No need show me the method, just give me the answer, thanks.
From the usual partial fraction decomposition:

$\frac {2r}{(2r-1)(2r+1)(2r+3)} = \frac{1}{8} \left( \frac{1}{2r - 1}\right) + \frac{1}{4} \left( \frac{1}{2r + 1}\right) - \frac{3}{8} \left( \frac{1}{2r + 3}\right)$.

So the for n > 2, the first few terms of the series are:

$\frac{1}{8} \left( 1 + \frac{1}{3} + \frac{1}{5} + ....\right) + \frac{1}{4} \left( \frac{1}{3} + \frac{1}{5} + .....\right) - \frac{3}{8} \left( \frac{1}{5} + \frac{1}{7} + ....\right)$.
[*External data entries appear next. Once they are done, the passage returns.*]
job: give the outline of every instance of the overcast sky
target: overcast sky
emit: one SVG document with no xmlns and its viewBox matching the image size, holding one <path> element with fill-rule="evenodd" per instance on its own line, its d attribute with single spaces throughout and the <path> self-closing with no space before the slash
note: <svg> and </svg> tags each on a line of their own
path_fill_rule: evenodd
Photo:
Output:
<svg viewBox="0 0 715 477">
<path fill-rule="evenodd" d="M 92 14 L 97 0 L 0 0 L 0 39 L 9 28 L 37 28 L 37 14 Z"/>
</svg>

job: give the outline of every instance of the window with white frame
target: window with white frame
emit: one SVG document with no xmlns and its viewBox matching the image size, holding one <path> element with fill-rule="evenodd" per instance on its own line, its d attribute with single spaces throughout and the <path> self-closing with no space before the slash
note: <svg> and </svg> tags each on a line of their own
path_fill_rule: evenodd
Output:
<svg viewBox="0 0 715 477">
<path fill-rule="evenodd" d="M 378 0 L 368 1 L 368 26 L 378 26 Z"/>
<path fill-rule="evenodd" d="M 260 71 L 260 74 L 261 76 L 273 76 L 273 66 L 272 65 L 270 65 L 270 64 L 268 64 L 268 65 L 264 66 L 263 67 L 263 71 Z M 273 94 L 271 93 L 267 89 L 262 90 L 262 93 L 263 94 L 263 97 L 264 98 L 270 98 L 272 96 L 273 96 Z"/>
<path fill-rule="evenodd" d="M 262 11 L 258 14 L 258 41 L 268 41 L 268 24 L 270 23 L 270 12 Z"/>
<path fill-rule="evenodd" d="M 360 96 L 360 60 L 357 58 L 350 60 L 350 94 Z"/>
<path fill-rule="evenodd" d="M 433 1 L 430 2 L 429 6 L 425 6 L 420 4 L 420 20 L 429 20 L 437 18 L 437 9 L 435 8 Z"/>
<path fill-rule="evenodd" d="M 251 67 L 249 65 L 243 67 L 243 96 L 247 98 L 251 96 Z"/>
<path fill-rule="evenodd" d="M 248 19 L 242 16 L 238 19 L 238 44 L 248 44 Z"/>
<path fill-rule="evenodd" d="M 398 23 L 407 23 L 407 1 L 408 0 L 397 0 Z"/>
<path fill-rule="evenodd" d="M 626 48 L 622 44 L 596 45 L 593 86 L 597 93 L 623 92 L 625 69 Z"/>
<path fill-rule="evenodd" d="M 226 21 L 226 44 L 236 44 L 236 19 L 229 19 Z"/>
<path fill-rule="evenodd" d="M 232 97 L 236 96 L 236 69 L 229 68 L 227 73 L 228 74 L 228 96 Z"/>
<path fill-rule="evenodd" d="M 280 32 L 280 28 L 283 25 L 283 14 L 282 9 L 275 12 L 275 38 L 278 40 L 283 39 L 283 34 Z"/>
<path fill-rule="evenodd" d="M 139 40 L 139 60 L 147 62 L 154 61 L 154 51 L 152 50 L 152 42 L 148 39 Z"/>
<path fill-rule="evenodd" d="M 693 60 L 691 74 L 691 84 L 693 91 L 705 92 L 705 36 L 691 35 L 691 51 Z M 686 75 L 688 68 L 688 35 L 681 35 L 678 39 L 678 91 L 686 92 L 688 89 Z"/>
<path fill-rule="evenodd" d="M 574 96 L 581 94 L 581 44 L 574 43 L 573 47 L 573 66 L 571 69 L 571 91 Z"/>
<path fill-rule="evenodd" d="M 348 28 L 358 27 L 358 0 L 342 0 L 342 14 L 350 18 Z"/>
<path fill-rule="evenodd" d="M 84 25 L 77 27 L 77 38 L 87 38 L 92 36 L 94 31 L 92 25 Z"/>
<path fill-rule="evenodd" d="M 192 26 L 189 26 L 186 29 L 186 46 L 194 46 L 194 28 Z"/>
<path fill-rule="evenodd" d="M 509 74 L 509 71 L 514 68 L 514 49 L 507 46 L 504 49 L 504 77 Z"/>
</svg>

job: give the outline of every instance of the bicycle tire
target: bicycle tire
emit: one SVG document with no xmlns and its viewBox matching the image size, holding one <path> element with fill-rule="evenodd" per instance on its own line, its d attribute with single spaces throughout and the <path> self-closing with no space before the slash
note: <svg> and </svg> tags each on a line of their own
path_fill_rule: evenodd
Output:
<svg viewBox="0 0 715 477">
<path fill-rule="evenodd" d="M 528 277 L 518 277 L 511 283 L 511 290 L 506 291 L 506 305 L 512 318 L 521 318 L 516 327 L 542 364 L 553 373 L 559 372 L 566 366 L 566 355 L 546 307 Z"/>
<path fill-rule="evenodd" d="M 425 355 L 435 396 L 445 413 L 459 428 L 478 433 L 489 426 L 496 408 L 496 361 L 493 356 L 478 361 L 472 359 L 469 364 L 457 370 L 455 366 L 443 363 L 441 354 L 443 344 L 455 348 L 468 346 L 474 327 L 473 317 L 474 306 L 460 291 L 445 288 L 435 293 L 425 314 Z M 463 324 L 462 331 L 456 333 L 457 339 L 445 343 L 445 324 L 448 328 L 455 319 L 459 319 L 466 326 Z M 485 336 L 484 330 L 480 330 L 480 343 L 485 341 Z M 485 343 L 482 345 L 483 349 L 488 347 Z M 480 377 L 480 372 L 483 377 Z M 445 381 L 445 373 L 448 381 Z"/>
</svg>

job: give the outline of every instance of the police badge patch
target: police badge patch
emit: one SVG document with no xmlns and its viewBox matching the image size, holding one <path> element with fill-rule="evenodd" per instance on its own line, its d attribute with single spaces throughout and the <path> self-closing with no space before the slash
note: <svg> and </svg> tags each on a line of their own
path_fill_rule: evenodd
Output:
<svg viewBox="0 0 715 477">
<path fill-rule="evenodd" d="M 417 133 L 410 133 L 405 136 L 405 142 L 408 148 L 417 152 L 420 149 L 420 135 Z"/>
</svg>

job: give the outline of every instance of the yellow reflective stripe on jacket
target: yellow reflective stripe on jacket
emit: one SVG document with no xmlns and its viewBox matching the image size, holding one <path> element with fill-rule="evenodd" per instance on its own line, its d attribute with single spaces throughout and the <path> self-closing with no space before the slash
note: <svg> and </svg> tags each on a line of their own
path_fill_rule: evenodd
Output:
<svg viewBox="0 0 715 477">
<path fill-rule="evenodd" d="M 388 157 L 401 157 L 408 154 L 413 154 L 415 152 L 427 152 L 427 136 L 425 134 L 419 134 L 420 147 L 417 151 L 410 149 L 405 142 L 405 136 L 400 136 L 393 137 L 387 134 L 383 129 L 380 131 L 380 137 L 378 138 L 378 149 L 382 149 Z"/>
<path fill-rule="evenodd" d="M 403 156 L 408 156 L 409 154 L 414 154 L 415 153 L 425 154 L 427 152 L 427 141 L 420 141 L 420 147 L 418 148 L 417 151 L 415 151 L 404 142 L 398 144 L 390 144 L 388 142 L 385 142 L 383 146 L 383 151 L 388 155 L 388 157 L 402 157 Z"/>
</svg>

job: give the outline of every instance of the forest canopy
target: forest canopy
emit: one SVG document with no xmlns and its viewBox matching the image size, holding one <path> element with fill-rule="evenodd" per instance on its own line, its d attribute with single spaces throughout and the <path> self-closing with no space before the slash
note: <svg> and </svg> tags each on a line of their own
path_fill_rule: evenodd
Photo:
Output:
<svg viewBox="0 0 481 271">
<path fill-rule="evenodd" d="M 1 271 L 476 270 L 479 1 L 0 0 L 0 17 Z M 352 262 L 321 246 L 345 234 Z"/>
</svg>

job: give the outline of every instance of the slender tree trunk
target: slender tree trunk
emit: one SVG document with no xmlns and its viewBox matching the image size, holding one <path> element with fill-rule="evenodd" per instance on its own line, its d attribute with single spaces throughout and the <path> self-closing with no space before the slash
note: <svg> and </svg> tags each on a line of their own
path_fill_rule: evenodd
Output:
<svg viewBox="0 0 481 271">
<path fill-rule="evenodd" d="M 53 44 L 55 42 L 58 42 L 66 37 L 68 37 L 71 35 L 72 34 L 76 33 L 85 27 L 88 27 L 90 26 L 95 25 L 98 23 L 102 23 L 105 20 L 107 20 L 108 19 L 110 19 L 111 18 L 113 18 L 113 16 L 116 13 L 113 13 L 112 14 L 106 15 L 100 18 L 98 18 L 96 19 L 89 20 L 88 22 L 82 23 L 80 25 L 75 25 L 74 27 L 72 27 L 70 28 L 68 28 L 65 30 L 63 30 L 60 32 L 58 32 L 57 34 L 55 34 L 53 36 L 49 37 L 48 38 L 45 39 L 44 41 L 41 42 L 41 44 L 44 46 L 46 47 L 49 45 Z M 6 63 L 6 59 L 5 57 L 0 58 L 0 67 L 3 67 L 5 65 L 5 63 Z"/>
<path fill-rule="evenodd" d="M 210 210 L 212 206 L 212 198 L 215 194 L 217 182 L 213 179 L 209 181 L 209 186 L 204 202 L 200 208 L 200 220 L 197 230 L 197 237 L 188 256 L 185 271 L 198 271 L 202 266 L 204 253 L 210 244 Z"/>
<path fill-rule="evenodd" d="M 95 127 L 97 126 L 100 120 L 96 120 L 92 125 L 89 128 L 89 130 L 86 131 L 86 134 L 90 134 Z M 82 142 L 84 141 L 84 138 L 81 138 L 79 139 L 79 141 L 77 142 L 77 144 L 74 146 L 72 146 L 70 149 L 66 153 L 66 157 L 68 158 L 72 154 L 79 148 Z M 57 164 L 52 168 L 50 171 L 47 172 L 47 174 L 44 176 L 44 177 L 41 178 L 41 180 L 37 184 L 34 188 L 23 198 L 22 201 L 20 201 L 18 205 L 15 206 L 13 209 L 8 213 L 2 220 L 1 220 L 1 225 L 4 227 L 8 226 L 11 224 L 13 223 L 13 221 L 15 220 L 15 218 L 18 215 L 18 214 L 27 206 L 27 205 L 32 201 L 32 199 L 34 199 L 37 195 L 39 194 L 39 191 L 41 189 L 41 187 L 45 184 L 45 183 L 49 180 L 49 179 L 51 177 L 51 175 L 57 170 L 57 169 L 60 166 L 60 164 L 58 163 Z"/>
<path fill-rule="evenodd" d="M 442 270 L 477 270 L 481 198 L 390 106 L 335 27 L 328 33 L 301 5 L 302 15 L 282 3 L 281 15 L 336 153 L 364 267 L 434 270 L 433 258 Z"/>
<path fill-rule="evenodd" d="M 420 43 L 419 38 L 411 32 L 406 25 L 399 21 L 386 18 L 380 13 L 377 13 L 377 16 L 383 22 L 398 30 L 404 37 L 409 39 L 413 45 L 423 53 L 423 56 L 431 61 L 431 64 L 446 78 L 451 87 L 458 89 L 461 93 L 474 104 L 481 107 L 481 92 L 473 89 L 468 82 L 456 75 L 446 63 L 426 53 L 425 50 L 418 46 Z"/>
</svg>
Note that $\frac{1}{8} + \frac{1}{4} - \frac{3}{8} = 0$ ......

So what terms will be left if n = 3? n = 4? n = n?

If I was less lazy I'd see this through to the answer, which I would then give you .....

3. Originally Posted by SengNee
No need show me the method, just give me the answer, thanks.
As this is a Math *HELP* Forum, I find this comment to be amazing. Why would you just want the answer and not learn how to do it?

-Dan

4. Originally Posted by mr fantastic
From the usual partial fraction decomposition:

$\frac {2r}{(2r-1)(2r+1)(2r+3)} = \frac{1}{8} \left( \frac{1}{2r - 1}\right) + \frac{1}{4} \left( \frac{1}{2r + 1}\right) - \frac{3}{8} \left( \frac{1}{2r + 3}\right)$.

So the for n > 2, the first few terms of the series are:

$\frac{1}{8} \left( 1 + \frac{1}{3} + \frac{1}{5} + ....\right) + \frac{1}{4} \left( \frac{1}{3} + \frac{1}{5} + .....\right) - \frac{3}{8} \left( \frac{1}{5} + \frac{1}{7} + ....\right)$.

Note that $\frac{1}{8} + \frac{1}{4} - \frac{3}{8} = 0$ ......

So what terms will be left if n = 3? n = 4? n = n?

If I was less lazy I'd see this through to the answer, which I would then give you .....
n=n

5. Originally Posted by topsquark
As this is a Math *HELP* Forum, I find this comment to be amazing. Why would you just want the answer and not learn how to do it?

-Dan
Because I had know how to do and I did it step by step, but my answer is different to the book's answer.

6. Originally Posted by SengNee
Because I had know how to do and I did it step by step, but my answer is different to the book's answer.
Then it's probably best to at least post your solution to see who agrees with it.

-Dan